Reports of the 60/40 portfolio's death are greatly exaggerated
No need for flowers or sympathy cards.
In 1897, Mark Twain was driven by an erroneous newspaper article to famously assert that reports of him being at death’s door were exaggerated. In recent years, managers of balanced portfolios have had to battle a similar misconception. Some investors and financial pundits have expressed concerns about the efficacy of the traditional 60/40 (“balanced”) portfolio of stocks and bonds. They argue that bonds yield too little or that they will be too correlated with stocks. These claims got traction in 2022 when both stocks and bonds sold off and most balanced portfolios suffered significant drawdowns. Despite this short-term setback, we think the demise of the 60/40 strategy is, yes, exaggerated.
Balanced portfolios have their theoretical roots in the early 1950s, as modern portfolio theory (MPT) emphasized diversification to optimize risk-adjusted returns. Adherents of MPT promulgated the notion that a 60/40 strategy offers a more favorable risk-reward profile than either asset class individually.
Yet even good ideas (MPT won Harry Markowitz a Nobel prize) meet with skeptics, critics, and naysayers when conditions are less than ideal. Opinions on the 60/40 portfolio have risen and fallen over the years, usually in concert with fluctuations in rates, inflation and market performance.
Over recent decades, we experienced a period of peak inflation and rates, with inflation approaching 15% in 1980 and a 10-year bond yield that reached almost 16% a year later. Then we saw a prolonged period of disinflation, reinforced both by the globalization trend that saw China join the World Trade Organization in 2001 and by computer-boosted productivity growth. Bond yields broadly fell for more than 40 years while inflation stayed low. While there were notable weak periods for equities along the way, overall, both stocks and bonds saw robust capital appreciation for most of the time from 1980 to 2021. Few if any complained of positive correlation when both stocks and bonds were posting gains.
In the wake of the 2008-2009 Global Financial Crisis, the “new normal” of ultra-low rates prompted concerns about balanced portfolios both because yields were minimal and because it seemed that bonds must suffer when interest rates eventually normalized. Of course, that’s precisely what happened in 2022 when the Federal Reserve, facing the first serious inflation since the early 1980s, aggressively (if belatedly) set about hiking rates. Both bonds and stocks endured harsh selloffs, with the US Aggregate Bond Index down 13% and the S&P 500 down 18%. Importantly for investor opinion, bonds offered little diversification benefit that year. While other years that challenged 60/40 portfolios, such as 1974 and 2008, were essentially a case of stocks falling farther than bonds rose, both the “60” and the “40” sank in 2022.
Why we are optimistic
Given this recent harsh experience, what makes us sanguine about the future of 60/40 portfolios? First, we think the market environment is more attractive:
- Current rates are higher: Bonds are once again offering attractive yields. Overnight rates sit at around 4%, with investment-grade corporates about 100 basis points higher and high-yield credit another 250 basis points on top of that.

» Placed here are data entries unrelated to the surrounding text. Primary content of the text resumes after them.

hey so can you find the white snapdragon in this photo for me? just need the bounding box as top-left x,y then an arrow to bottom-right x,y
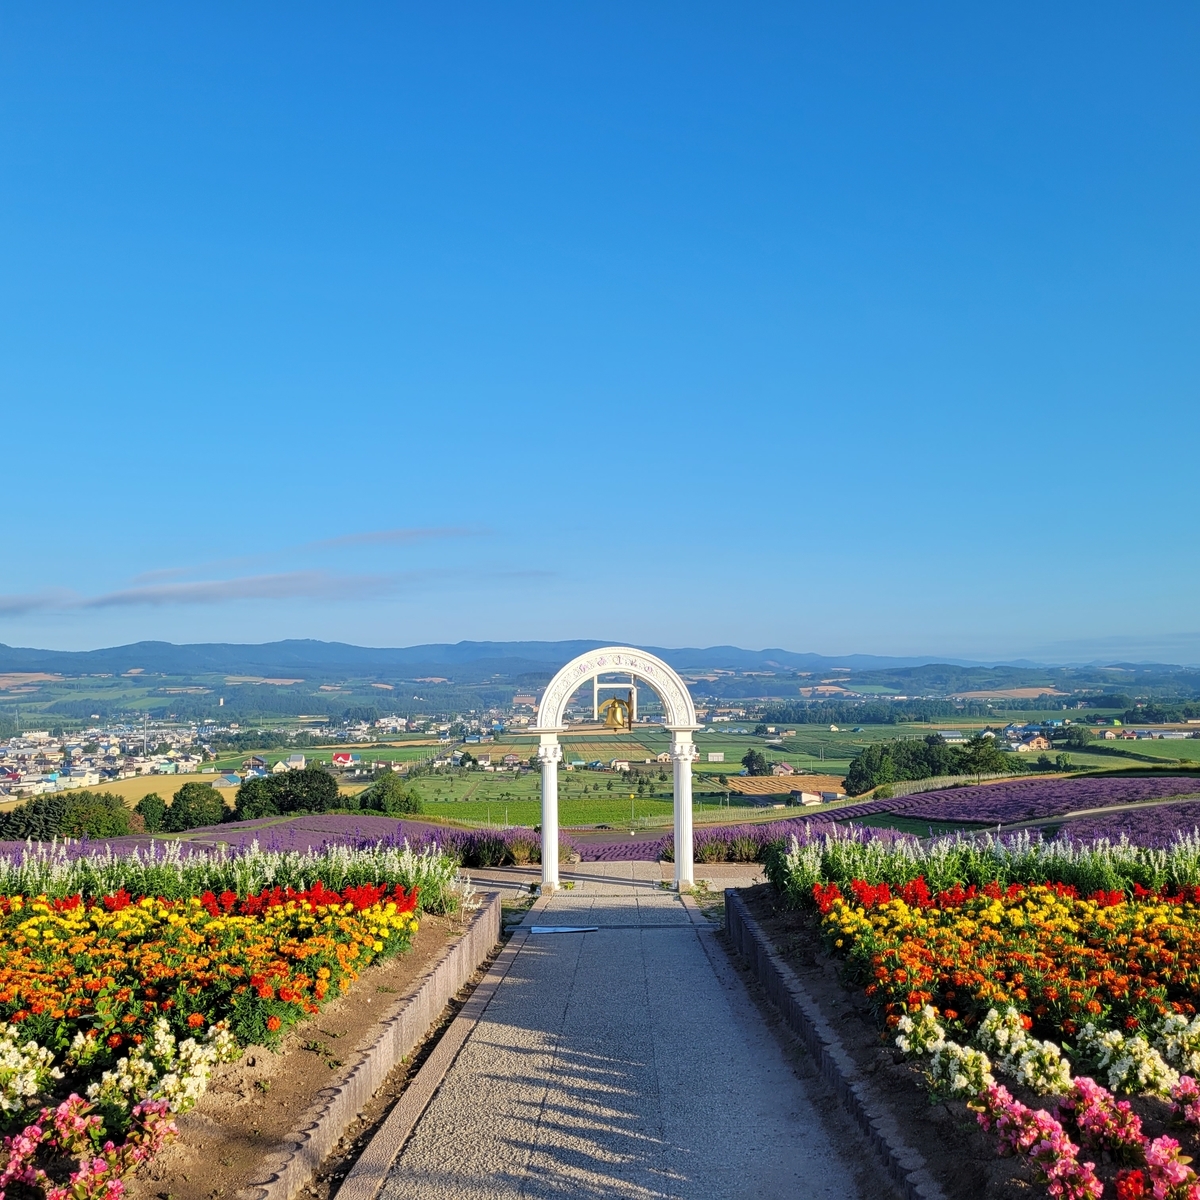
976,1007 -> 1071,1094
87,1018 -> 239,1116
927,1041 -> 995,1097
1010,1040 -> 1073,1094
1078,1023 -> 1179,1096
895,1005 -> 946,1056
0,1023 -> 63,1114
892,1005 -> 994,1098
1155,1013 -> 1200,1075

- Inflation’s hidden benefit: With inflation restored as a legitimate concern, bonds must offer more compensation (yield). This environment provides a better buffer during cyclical periods of rising rates.
- Correlation spike has faded: 2022 now seems an anomaly and, for the most part, stocks and bonds are no longer moving in parallel.
Second, critics of balanced portfolios often seem to assume a “plain vanilla” approach that bears little relation to what managers actually do. At Federated Hermes, we do not myopically adhere to a fixed 60/40 stock/bond allocation in our multi-asset strategies. Rather, we take an active approach that allows for tactical and strategic adjustments to balanced portfolios to take advantage of market dynamics. Also, we look beyond the indexes to further diversify into things like international investments, REITs and areas of the fixed-income market that offer risk-return profiles that differ from the aggregate. Nor is there a static list of asset classes to consider. As financial markets evolve, the list of potential investment opportunities to further diversify and optimize risk-adjusted returns seems certain to broaden too.
Balanced portfolios are as useful now as they ever were, offering much of the upside potential of growth portfolios over time with less of the downside risk. This profile encourages investment through market cycles, lessening the likelihood of the fatal but all-too-common practice of buying at highs and selling at lows. After all, peace of mind and the ability to sleep well at night are benefits that are never exaggerated.